NEWS
19/04/2024
Middle East Tensions Drive Risk-Off Moves
Oil prices jumped and then fell back as Israel launched a retaliatory attack on Iran. Geopolitics is unbelievably hard to price – oil had just fallen to where it was before the Apr 1st attack on the Iranian embassy in Damascus, with WTI futures (Jun) touching $81 yesterday before rallying to $85.60 overnight. Since then the Jun contract has pared gains to trade around $82.60, with Brent at $87.80 from a high at $91. WTI for May has a bit more of a premium at $83.34 and the curve showing quite a steep backwardation as a result of the immediate geopolitical premium.
Gold spiked north of $2,400 and then fell back. Bitcoin bounced firmly off the $60k support to $65k…what’s driving these two assets? We look at Bitcoin and Gold in our latest episode of Overleveraged.
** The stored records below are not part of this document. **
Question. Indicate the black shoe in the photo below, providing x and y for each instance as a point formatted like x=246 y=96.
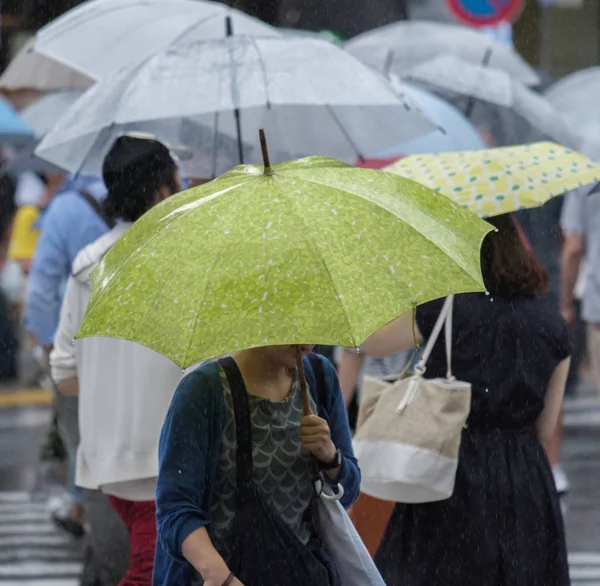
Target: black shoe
x=67 y=524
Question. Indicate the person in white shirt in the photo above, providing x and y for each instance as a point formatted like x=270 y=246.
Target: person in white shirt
x=124 y=389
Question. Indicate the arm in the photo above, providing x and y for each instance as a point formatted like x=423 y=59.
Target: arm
x=398 y=335
x=573 y=224
x=188 y=456
x=349 y=472
x=63 y=362
x=572 y=254
x=547 y=420
x=349 y=369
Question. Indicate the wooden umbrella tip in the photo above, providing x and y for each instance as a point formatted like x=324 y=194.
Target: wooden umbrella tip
x=265 y=152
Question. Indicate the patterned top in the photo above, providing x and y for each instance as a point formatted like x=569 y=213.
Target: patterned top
x=281 y=468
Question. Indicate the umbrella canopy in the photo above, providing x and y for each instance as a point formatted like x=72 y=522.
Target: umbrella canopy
x=13 y=130
x=99 y=37
x=481 y=83
x=31 y=70
x=308 y=94
x=458 y=132
x=41 y=116
x=498 y=181
x=312 y=251
x=576 y=98
x=590 y=144
x=399 y=46
x=456 y=75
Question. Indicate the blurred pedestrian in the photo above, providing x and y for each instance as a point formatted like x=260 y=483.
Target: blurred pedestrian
x=73 y=219
x=503 y=523
x=579 y=222
x=235 y=486
x=541 y=228
x=124 y=389
x=9 y=344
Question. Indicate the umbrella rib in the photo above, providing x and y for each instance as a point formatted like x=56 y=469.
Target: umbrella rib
x=312 y=244
x=435 y=244
x=264 y=72
x=344 y=132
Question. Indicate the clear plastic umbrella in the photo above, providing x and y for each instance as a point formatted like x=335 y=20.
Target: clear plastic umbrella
x=309 y=95
x=30 y=70
x=576 y=98
x=400 y=46
x=41 y=116
x=481 y=83
x=455 y=132
x=99 y=37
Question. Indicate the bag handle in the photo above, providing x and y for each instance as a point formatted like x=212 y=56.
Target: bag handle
x=444 y=319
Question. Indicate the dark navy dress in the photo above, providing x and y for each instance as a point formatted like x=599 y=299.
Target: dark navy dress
x=503 y=524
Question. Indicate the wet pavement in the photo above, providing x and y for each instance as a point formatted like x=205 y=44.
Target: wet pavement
x=33 y=551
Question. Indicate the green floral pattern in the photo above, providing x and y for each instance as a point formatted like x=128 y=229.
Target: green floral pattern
x=491 y=182
x=317 y=252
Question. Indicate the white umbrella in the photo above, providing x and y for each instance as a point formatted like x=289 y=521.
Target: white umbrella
x=30 y=70
x=590 y=144
x=456 y=75
x=576 y=97
x=310 y=96
x=41 y=116
x=501 y=91
x=400 y=46
x=99 y=37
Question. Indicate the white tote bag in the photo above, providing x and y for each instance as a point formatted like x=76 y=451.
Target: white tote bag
x=408 y=439
x=352 y=560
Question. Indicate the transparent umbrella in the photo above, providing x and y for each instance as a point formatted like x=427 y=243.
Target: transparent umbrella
x=31 y=70
x=400 y=46
x=99 y=37
x=576 y=98
x=454 y=77
x=311 y=97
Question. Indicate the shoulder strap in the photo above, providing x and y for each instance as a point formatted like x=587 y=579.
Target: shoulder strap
x=243 y=425
x=319 y=375
x=93 y=202
x=445 y=318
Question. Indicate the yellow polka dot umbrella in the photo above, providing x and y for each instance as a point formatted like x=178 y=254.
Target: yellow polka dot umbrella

Gold – the red arrow marks the bottom the day before the October 7th attacks. A clear geopolitical risk premium has been driving the market, though a simple metric of M1 to gold above ground implies $2,400 is about average. The IAEA says no damage to Iran’s nuclear facilities … which is…good?? Reaction thus far is limited – what happens next is anyone’s guess.
Source: Finalto
Stock markets were more obviously risk off, with the FTSE 100 declining half a percent, the DAX down 1% after Asian markets were broadly lower. Wall Street was lower again, the S&P 500 closing down for a fifth straight day – its worst losing streak since October. Markets were already primed for de-risking on thoughts that the Fed is maybe not going to cut at all this year, so the Israeli strike is just noise for now. Wider escalation is the tail risk that is hard to price but a tighter Fed is cover for pulling in the horns.
FX seems to be likewise trading on geopolitical basis with haven currencies attracting some bid. GBP has been a RoRo for a while and took a hit with soft retail sales adding to woes. CFTC data shows it’s got the biggest net long position in the G10 so is particularly sensitive to global risk sentiment.
JPY caught strong bid but handed it back as data showed Japan’s CPI slowing from 2.8% to 2.7%, with core CPI down from 2.8% to 2.6%. Core inflation excluding fresh food and energy went below 3.0% for the first time since 2022.
JPY and CHF may be winners from geopolitical escalation but look beyond USD crosses as the dollar is looking rather solid with the Fed steady. NY Fed’s Williams reiterated that there is no rush to cut…the H4L message. If oil prices get to $100 then we can see the Fed completely giving up on cuts this year. Divergence is still the name of the game and the geopolitics is not going to alter that.